O Cade deu um prazo de 10 dias para que traders de soja cumpram a suspensão, sob ameaça de pesadas multas, alegando “supostos indícios de práticas anticompetitivas”. O Ministério do Meio Ambiente defendeu a continuidade do acordo, ressaltando que sua longevidade assume que não há evidências que suportem a formação de cartel.
Guilherme Campos, secretário de Política Agrícola do Ministério da Agricultura, elogiou a decisão do Cade, enfatizando a diferenciação entre regulamentações internas e imposições externas.

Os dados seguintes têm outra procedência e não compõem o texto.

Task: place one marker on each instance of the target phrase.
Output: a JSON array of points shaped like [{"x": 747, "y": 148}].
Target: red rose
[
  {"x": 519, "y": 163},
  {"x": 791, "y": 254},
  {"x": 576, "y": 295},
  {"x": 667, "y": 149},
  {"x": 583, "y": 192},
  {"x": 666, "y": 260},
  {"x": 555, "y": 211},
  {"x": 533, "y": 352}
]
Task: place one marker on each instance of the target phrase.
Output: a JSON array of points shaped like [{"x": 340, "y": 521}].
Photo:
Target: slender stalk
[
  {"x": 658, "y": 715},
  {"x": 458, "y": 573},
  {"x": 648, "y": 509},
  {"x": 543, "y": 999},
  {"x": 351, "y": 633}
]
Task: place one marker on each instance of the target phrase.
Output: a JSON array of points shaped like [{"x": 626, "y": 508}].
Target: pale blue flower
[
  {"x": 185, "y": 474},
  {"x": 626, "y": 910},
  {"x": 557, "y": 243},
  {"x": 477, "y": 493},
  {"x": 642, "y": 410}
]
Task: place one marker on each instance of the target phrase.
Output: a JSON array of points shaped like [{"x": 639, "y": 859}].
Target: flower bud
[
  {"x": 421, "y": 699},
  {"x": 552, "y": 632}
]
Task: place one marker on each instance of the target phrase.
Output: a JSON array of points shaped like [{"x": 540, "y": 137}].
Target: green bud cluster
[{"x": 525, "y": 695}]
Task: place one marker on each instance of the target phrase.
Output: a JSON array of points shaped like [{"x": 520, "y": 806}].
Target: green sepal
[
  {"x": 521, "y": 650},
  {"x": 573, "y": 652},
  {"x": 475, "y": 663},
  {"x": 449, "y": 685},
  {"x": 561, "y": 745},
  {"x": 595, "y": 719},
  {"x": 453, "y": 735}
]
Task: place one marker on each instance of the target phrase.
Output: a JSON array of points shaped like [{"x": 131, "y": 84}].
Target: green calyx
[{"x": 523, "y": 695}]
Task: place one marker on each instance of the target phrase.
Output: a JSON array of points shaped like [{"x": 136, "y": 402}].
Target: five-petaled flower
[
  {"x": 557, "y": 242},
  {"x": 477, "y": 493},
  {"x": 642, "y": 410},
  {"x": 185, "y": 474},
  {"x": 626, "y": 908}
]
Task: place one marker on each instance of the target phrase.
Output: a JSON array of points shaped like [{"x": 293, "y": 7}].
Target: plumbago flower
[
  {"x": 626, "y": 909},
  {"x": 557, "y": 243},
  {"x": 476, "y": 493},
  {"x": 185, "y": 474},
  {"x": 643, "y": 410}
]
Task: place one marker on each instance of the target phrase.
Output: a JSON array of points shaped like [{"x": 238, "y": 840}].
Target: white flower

Segundo Campos, a clareza sobre a legislação é vital para evitar mal-entendidos no mercado. Ele argumentou que o agronegócio brasileiro é robusto e está se reestruturando, com práticas de recuperação de áreas subutilizadas e sucesso em iniciativas de reciclagem.
Com a iminente Regulamentação Europeia de Produtos Livres de Desmatamento (EUDR), Campos acredita que o Brasil pode atender às novas exigências, mas expressou preocupação com a criação constante de novas demandas. Ele declarou que a resposta do Brasil será positiva, mas que as exigências estão sempre evoluindo, exigindo atenção contínua.